The increase, which beat expectations, is good news for the retailer, whose stock has fallen more than 70 per cent since May last year.
Sales at Findel’s home shopping arm were 3 per cent ahead of last year and bad debt fell in line with management expectations.
Citigroup analyst James Targett said that, although decreasing bad debt was welcome, the trend should be treated with caution. He noted: “This is not a busy period for Findel – unlike September to November – and the extent of bad debts is not realised until several months after.”
Numis analyst Nick Coulter was confident that Findel was approaching its busy period with a solid strategy. “As we enter the key pre-Christmas catalogue season, Findel is positioned for a soft market with low levels of new customer recruitment and flat stock commitments,” he said.
Findel chief executive Patrick Jolly agreed that the next few months will be the acid test for how the economic downturn is affecting his customers.
“We have been planning for contingencies if retail is soft,” he said. “We are cautious about recruitment of new customers and won’t be chasing sales unless the environment improves.
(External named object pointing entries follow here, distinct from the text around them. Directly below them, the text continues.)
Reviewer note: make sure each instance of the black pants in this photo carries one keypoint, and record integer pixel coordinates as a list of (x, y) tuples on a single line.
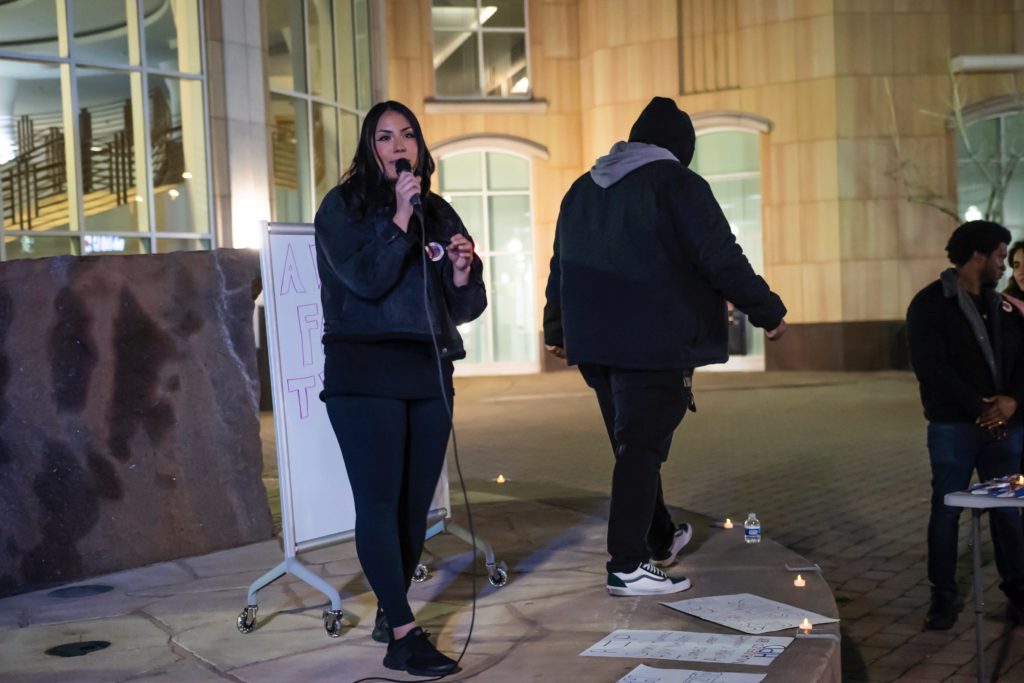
[(641, 410), (393, 452)]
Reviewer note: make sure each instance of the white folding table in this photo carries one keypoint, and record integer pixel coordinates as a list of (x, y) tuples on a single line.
[(979, 504)]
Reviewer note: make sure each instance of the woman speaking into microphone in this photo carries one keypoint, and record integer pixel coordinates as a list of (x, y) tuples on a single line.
[(390, 312)]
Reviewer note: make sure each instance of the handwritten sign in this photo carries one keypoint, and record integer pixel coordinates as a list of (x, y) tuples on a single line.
[(748, 612), (684, 646), (315, 494), (645, 674)]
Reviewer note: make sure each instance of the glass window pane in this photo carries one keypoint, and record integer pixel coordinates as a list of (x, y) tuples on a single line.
[(290, 139), (114, 244), (1013, 204), (1014, 129), (511, 229), (470, 209), (349, 137), (507, 172), (31, 246), (505, 65), (33, 170), (363, 52), (347, 69), (100, 29), (109, 155), (29, 27), (454, 15), (973, 189), (178, 141), (511, 296), (503, 13), (320, 38), (456, 68), (461, 172), (167, 246), (474, 339), (325, 147), (172, 35), (726, 153), (984, 137), (285, 44)]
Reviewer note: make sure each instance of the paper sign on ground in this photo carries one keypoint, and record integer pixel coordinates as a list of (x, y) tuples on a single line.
[(683, 646), (645, 674), (747, 612)]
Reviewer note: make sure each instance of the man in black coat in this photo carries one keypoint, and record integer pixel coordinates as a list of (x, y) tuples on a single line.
[(643, 263), (966, 348)]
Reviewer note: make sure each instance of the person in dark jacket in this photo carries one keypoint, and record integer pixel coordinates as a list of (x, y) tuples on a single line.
[(966, 348), (389, 339), (643, 263)]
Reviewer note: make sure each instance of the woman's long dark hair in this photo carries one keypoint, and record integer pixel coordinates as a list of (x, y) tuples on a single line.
[(364, 186), (1013, 289)]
We will concentrate instead on more sales from existing customers.
“We have washed out the bad debts that caused us problems in March and are not taking on people with low credit scores.”
Jolly also said Findel will not be looking at more brands at present, but concentrating on the organic growth of its existing businesses.
Findel’s biggest catalogue mailing of the year will be sent out next week, including a new look for its Cotswold Company furniture catalogue.
Jolly said that “middle England” had been hit worst by the consumer downturn. “We are lucky, because we have other arms such as our credit business, which is doing well to counterbalance it,” he said.